Dia mencengkeram wajahku, sakit sekali tapi aku tak bisa berteriak. Mataku menatap pisau di tangannya dengan ketakutan.
"Sekarang kau takut? Aku suka melihat sorot mata ketakutanmu. Kau terlihat semakin cantik ketika ketakutan."
"Kau gila! AKH!"
Satu sayatan di pipiku membuatku meneteskan air mata. Kulihat darah di pisaunya: darahku. Baik, aku tak akan menunjukkan aku lemah. Biarpun aku akan mati disini, aku tak akan mengaku kalah!
"Chungdae akan datang menolongku."
"Siapa Chungdae? Oh benar. Aku melihat beberapa anak kecil berkeliaran di dekat apartemenmu. Jadi sekarang kau lebih suka dengan anak kecil?" tawanya sinis, "anak yang tadi mengikuti kita mungkin sudah dihabisi oleh teman-temanku. Kau pikir dia bisa melawan mereka semua?"
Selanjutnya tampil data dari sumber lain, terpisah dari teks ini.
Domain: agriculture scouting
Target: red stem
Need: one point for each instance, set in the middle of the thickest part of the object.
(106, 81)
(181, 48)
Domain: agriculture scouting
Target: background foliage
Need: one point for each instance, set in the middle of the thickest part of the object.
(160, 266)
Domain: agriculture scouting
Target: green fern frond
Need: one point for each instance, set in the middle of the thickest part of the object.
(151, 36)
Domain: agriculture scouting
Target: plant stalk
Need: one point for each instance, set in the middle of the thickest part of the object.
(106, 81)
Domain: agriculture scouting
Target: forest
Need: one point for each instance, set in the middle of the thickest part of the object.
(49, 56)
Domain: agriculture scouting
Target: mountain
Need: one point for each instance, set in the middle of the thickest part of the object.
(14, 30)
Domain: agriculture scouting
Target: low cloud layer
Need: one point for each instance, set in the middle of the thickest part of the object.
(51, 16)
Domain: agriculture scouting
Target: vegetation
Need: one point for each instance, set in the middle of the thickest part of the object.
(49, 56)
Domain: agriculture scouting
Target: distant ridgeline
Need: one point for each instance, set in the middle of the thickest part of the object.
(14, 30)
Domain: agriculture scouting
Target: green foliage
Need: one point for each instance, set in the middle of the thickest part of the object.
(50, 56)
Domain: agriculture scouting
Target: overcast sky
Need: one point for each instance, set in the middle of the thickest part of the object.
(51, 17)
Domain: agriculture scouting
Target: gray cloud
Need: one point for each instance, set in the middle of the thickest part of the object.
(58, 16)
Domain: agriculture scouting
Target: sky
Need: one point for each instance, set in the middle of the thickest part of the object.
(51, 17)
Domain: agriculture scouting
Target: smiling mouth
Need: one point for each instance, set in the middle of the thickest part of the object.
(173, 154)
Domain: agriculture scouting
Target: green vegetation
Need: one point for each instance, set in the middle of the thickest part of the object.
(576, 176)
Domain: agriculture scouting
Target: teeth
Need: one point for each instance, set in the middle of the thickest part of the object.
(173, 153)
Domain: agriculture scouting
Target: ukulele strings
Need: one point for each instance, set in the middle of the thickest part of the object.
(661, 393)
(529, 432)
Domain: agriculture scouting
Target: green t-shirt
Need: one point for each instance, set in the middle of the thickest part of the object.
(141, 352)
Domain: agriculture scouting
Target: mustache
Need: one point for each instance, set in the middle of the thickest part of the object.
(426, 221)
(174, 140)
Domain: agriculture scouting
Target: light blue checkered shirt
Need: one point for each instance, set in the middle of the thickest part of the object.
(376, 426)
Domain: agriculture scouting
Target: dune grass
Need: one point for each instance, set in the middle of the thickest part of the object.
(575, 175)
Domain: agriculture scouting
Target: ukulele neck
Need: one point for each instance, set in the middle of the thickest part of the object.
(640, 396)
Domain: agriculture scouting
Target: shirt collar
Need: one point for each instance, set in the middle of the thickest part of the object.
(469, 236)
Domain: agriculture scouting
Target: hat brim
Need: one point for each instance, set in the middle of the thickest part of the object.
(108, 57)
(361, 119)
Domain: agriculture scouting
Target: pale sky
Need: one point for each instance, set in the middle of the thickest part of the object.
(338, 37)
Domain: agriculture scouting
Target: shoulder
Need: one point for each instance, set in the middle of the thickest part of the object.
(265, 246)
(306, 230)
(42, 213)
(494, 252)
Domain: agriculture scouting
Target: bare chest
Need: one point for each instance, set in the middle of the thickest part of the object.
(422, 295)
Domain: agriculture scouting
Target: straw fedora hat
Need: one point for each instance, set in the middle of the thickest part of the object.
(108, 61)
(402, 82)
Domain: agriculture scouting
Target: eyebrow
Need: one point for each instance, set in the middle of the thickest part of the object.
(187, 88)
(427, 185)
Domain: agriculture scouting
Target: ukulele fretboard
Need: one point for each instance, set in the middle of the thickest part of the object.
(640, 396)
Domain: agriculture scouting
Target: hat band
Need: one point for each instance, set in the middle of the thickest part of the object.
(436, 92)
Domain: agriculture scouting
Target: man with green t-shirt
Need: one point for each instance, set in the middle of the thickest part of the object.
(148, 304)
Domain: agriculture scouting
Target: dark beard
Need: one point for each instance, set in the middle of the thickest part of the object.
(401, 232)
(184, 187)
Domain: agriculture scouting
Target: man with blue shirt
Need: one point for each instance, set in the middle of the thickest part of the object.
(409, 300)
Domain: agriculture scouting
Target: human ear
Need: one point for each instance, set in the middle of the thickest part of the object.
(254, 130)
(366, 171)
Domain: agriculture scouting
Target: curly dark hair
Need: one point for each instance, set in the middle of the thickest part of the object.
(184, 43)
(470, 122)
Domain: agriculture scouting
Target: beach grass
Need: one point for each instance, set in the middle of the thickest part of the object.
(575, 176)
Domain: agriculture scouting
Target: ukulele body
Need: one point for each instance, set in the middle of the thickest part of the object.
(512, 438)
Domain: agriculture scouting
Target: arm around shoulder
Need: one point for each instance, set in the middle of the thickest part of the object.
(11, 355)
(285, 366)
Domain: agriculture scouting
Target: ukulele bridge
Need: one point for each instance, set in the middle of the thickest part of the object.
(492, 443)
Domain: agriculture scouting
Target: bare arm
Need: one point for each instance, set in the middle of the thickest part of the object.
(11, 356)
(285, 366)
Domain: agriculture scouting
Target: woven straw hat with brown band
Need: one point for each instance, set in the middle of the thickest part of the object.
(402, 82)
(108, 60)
Aku menatap wajahnya lagi, marah dan khawatir pada saat yang bersamaan. Aku yakin Chungdae mengejar kami, tapi sekarang aku tak bisa melihatnya. Bagaimana kalau terjadi sesuatu padanya?
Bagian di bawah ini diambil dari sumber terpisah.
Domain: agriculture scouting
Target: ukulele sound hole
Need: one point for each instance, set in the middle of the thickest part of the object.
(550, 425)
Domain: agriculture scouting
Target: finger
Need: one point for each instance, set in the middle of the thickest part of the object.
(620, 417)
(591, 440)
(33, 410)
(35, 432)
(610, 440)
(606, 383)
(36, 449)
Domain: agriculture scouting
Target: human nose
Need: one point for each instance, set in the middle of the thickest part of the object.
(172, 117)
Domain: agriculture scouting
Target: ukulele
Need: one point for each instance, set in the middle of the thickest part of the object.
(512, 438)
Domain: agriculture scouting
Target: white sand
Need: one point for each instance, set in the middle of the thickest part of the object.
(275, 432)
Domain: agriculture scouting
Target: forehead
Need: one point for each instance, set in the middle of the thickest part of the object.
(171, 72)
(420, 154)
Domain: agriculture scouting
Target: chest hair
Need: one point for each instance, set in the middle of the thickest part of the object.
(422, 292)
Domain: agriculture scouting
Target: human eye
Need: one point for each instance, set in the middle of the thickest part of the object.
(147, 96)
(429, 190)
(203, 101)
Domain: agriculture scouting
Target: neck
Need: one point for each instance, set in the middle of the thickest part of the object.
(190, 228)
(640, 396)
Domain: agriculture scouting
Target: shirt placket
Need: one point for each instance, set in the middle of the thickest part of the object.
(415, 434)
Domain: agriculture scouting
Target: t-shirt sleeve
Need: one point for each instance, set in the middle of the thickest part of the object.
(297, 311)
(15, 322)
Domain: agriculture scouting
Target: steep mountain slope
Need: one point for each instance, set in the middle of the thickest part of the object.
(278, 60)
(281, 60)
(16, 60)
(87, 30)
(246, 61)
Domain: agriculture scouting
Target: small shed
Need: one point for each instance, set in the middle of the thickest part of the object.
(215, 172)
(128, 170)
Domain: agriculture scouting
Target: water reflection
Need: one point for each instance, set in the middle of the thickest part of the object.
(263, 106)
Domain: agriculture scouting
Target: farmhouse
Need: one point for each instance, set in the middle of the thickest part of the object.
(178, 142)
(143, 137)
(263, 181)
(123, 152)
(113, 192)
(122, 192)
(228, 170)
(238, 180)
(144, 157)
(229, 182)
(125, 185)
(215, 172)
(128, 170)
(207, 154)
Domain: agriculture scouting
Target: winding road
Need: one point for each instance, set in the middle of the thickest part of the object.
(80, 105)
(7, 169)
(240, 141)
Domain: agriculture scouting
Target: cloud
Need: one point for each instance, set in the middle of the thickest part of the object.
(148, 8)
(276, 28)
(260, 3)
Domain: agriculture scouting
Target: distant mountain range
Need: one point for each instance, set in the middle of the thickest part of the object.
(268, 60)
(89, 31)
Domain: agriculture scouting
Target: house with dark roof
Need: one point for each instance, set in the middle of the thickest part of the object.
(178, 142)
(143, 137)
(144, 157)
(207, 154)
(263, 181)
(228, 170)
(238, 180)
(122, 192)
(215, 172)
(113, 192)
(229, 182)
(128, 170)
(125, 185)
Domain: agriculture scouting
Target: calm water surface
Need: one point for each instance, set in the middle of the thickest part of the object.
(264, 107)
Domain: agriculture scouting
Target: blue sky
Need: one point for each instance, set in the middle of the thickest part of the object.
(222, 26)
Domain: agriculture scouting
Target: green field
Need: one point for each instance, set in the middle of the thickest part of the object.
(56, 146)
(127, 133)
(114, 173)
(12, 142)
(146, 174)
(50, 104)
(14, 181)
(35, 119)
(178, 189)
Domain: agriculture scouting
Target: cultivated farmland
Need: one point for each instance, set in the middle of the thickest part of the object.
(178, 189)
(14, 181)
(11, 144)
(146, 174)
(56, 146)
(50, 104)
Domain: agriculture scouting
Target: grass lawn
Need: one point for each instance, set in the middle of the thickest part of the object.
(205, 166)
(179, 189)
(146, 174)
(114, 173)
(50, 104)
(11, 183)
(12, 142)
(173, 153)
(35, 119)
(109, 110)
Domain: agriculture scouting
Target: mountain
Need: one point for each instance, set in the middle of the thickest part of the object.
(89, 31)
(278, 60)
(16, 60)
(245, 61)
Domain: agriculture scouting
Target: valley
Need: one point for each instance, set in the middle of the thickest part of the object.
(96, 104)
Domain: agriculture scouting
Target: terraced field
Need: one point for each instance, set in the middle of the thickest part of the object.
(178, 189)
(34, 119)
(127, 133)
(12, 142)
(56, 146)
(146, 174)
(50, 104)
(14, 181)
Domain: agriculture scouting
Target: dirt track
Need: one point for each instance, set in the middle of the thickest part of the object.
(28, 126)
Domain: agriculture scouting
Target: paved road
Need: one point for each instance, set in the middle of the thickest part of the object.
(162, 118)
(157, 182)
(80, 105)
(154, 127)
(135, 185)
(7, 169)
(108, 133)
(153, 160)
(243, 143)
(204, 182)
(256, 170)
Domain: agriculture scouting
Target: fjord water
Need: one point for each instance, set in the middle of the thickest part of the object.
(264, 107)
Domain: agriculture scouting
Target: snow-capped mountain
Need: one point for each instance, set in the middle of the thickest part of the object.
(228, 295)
"Oh, kau takut? Itu sorot mata ketakutanmu, benar? Aku berharap dia masih hidup untuk melihat ini."
"APA YANG KAU LAKUKAN?"
Aku berteriak kencang ketika dengan pisau yang sama dia merobek blouseku dengan arah horizontal di bagian dadaku. Ujung pisaunya melukai lenganku.